私は間々家まどか。みんなからはママって呼ばれてるの。

墓森遥です……。

あの、幽霊になった私の姿を見ても、引かないんですか……?

当然じゃない。これまで言葉を話すマグロやら死神やらゴブリンやら……今更、幽霊ぐらいで何よ。可愛いものじゃない。
ありがとうございます……あなたは強いんですね。

そんな風に受け入れてもらったのは初めてで……何だか、心が温かくなってきました。

今なら私……成仏できるかもしれないです。

あらあら、随分と安い成仏ねぇ。

まだやり残したことがいっぱいあるんでしょ?

ほら、ママに話してみなさいな。

それが……私、誰かに褒められたことが無くて……。

それに恋だって全然足りなくて……未練だらけで、成仏できないんです。

それは可哀想だったわねぇ。

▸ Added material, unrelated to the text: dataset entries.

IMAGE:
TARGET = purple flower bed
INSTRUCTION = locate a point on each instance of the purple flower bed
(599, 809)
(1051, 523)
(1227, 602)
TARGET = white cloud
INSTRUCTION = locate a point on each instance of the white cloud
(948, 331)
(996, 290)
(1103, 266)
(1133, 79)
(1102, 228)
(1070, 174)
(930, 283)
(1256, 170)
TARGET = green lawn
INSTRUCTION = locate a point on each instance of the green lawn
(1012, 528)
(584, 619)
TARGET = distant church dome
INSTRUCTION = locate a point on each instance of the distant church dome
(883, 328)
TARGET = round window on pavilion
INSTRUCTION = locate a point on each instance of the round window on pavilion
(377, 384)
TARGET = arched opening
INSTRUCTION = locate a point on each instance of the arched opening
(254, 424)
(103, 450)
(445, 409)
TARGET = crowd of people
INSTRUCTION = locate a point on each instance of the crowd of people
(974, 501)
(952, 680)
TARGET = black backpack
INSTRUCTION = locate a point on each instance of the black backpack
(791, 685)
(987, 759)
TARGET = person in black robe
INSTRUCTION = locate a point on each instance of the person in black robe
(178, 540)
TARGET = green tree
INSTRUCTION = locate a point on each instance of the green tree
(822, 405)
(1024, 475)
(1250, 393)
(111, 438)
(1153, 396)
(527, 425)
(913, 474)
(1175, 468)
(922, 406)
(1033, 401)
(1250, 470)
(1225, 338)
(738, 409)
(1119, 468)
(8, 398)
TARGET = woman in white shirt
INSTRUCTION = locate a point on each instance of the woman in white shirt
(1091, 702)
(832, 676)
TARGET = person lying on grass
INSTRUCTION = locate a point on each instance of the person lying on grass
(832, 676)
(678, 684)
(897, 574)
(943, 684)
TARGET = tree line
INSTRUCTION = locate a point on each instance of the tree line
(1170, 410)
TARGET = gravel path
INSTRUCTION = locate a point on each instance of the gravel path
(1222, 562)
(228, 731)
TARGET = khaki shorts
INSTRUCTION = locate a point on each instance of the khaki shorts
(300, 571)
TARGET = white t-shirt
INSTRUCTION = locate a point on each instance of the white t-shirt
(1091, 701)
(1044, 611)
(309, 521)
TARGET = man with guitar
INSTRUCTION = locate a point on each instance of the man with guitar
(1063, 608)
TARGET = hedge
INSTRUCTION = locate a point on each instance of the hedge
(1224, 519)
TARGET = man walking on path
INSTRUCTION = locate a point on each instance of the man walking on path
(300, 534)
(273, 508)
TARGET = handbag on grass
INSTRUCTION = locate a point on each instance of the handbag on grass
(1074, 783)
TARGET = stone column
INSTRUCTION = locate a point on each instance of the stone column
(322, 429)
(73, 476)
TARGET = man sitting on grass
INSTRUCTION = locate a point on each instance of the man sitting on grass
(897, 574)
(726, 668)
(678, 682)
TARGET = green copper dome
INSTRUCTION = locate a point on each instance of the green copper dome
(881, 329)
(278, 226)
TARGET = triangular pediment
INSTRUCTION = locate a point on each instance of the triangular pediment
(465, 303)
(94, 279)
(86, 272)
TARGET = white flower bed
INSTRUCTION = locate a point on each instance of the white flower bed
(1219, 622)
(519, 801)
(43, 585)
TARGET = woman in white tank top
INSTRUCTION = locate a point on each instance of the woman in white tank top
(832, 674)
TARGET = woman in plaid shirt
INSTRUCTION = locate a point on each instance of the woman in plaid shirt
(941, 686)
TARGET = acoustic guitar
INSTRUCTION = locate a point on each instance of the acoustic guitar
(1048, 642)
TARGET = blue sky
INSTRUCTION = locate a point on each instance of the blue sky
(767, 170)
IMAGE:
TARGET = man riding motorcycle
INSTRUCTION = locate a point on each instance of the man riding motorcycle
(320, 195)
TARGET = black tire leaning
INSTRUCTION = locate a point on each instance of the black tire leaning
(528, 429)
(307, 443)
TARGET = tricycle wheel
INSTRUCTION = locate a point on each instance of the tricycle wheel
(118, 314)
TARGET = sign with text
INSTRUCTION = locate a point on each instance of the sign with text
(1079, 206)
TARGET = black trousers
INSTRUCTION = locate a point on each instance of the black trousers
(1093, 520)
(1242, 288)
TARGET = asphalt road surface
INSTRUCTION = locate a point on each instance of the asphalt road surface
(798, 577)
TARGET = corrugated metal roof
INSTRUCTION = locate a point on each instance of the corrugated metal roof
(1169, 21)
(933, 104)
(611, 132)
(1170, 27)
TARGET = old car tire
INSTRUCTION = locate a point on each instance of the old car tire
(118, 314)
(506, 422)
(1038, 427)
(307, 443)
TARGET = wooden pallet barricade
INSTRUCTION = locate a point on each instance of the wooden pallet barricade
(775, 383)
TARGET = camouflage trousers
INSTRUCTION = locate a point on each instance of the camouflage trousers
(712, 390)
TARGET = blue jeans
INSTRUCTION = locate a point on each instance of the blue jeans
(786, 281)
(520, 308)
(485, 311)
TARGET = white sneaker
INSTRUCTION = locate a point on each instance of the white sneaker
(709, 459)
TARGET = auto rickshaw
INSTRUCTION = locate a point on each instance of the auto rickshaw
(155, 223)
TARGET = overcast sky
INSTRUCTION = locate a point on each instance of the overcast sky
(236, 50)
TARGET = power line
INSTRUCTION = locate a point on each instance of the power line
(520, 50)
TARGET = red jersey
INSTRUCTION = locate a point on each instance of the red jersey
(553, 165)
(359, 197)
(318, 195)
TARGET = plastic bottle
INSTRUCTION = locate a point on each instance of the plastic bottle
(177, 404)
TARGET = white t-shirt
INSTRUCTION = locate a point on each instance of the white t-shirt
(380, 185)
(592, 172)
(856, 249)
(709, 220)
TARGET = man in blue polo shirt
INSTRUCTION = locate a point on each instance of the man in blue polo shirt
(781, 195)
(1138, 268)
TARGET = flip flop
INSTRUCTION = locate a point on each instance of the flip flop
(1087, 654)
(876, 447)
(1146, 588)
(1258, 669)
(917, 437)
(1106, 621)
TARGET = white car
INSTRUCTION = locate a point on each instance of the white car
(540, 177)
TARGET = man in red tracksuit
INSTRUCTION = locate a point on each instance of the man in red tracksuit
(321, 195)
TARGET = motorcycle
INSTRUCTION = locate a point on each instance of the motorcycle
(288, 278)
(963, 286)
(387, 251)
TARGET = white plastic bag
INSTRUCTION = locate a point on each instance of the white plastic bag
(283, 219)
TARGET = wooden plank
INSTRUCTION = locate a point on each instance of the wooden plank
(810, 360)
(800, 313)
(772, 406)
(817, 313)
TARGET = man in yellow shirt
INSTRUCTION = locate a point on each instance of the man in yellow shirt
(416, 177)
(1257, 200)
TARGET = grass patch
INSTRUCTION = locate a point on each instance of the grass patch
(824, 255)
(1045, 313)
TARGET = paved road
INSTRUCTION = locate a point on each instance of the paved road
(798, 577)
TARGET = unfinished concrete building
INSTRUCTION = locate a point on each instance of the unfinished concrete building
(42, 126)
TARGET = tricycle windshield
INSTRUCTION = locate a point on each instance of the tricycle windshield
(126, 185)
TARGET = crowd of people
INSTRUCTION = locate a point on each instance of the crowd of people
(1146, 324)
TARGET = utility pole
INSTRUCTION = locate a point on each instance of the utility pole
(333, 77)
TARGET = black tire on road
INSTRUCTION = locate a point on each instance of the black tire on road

いいわ、ママがうんと褒めてあげる。

よしよし、辛かったわね……なでなで。

ま、ママ……。
あらあら、もっとちゃんと呼んでくれないと困るわ。
ママぁぁぁぁああああ……!!
あらあら……うふふ。辛かったわね。大変だったわね。

ほら、このミルク飲んで元気だして。

あ、ありがとうママ……ごくっごくっ。

温かくて、飲みやすくて、すごく美味しい……!

そういう風に褒めてもらえると、逆にちょっと恥ずかしいわ♪

私の自家製ミルクなの。しっかり味わってね。

自家製……なんですか?

ママの身体からミルク……出るんですか?

あ、当たり前じゃない。

あれ、何だか目が怖いわよ? ど――どうしたの?

ママの身体から直接飲みたいです!
何言ってるのこの子!?

じ、自分が何言ってるか分かる!?

こういうことよ!?
構いません。始めましょう。

それに――もしかしたらこれで、

成仏できるかもっていう確信があるんです。

今まで色んな赤ん坊の世話をしてきたけど、

そんなこと言ってきたの、あなたが初めてよ。

……仕方ないわね。

ちょっと脱ぐから、そこで待ってなさい。

……

…………

……………………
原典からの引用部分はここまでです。